MIDNIGHT IN THE SWITCHGRASS and a Loss of Faith

MIDNIGHT IN THE SWITCHGRASS (Blu-ray Review)
2021 / 100 min

FROM LIONSGATE

Review by Tiger the Terrible😾

I used to be a big Bruce Willis fan, even enjoying some of his less revered films (such as The Jackal...not a masterpiece, but a lot of fun). Although his lengthy resume has always been wildly inconsistent - to say the least - at least we had the impression he gave a damn. 

But with a few notable exceptions, the last decade has been one direct-to-video clunker after another, his roles consisting of glorified cameos in exchange for a paycheck and prominent billing. Say what you will about John Travolta’s recent career...at-least he’s the actual star of the movies he sells his name to. As much as it pains me to say, I just don’t trust Bruce anymore.
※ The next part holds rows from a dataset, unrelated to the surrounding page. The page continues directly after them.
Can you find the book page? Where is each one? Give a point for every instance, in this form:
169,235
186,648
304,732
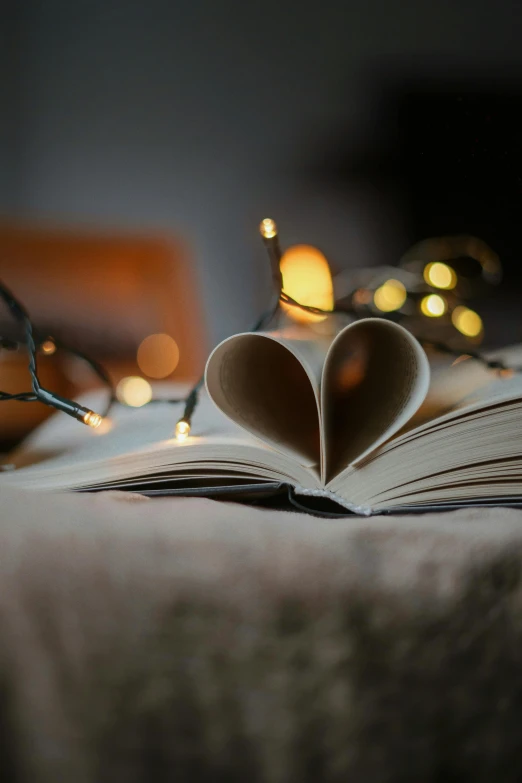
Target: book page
375,378
140,444
268,383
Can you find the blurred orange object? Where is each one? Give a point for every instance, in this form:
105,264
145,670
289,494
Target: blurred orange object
103,293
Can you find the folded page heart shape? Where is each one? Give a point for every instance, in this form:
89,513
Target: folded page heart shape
325,405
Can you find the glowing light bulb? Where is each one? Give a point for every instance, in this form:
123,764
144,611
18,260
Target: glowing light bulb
158,355
268,228
390,296
182,430
134,391
468,322
92,419
48,347
105,426
462,358
440,275
307,279
433,305
362,297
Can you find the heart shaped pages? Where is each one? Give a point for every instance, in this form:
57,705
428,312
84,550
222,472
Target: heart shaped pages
326,405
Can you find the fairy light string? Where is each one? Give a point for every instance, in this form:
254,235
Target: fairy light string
387,299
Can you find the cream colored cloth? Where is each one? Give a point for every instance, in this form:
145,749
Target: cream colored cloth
188,640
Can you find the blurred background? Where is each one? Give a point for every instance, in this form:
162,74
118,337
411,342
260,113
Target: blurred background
142,142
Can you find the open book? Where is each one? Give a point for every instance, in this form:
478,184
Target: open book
356,421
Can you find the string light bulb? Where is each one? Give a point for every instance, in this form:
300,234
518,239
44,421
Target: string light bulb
433,305
48,347
390,296
268,228
182,430
92,419
468,322
307,279
440,275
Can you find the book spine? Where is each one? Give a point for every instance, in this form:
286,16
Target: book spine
364,511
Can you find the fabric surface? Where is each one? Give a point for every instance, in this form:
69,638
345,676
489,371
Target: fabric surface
188,640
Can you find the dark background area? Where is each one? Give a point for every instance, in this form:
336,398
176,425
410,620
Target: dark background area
360,126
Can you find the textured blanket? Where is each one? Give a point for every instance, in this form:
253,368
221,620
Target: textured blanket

With Willis given second billing for Midnight in the Switchgrass, my first thought was...uh-huh. Sure enough, he has maybe 15 total minutes of screen time. Not only that, his character is 100% inconsequential to the plot. As the aging partner to ambitious FBI agent Rebecca Lombarti (Megan Fox), his character’s sole purpose is to act exasperated by her recklessness (and doing a piss-poor job at it, I might add). 


"I'm here to save your movie. When's lunch?"
Fox and Emile Hirsch (playing local cop Bryan Crawford) are the actual stars, teaming up to track down a truck-driving serial killer (Lukas Haas), who's something of a zealot that preys on wayward young girls. Haas was always kinda creepy, even as a child actor. Here, playing a middle-aged family man with a dark secret, he’s downright disturbing. Attacking his role with gusto, Haas delivers a cheerfully chilling performance.

He deserves better, though, because when he’s not creeping us out on-screen, Midnight in the Switchgrass is a rote checklist of familiar conventions, not helped by bland direction, generic writing and superficial attempts at characterization (such as the case’s strain on Crawford’s marriage, a subplot that’s touched-on but quickly dropped). The novelty of Fox sharing a few scenes with real-life boy-toy Machine Gun Kelly (in an uncredited cameo) might amuse the tabloid crowd, but neither she nor Hirsch can do much to save the film from mediocrity. 


But at least they appear to be trying. In the handful of scenes he appears in, Willis makes his indifference painfully obvious with a performance so lackadaisical that it’s actually a distraction. Worse yet, he gives the impression he’s doing everyone a favor just by showing up. Instead, his appearance is a sad reminder that Midnight in the Switchgrass is little more than derivative video fodder. Sorry, Bruce, but I've lost all faith in you.


EXTRA KIBBLES

AUDIO COMMENTARY - By director Randall Emmett

TRAILER

DIGITAL COPY

KITTY CONSENSUS:

MEH. LIKE SHARING THE BED WITH THE DOG.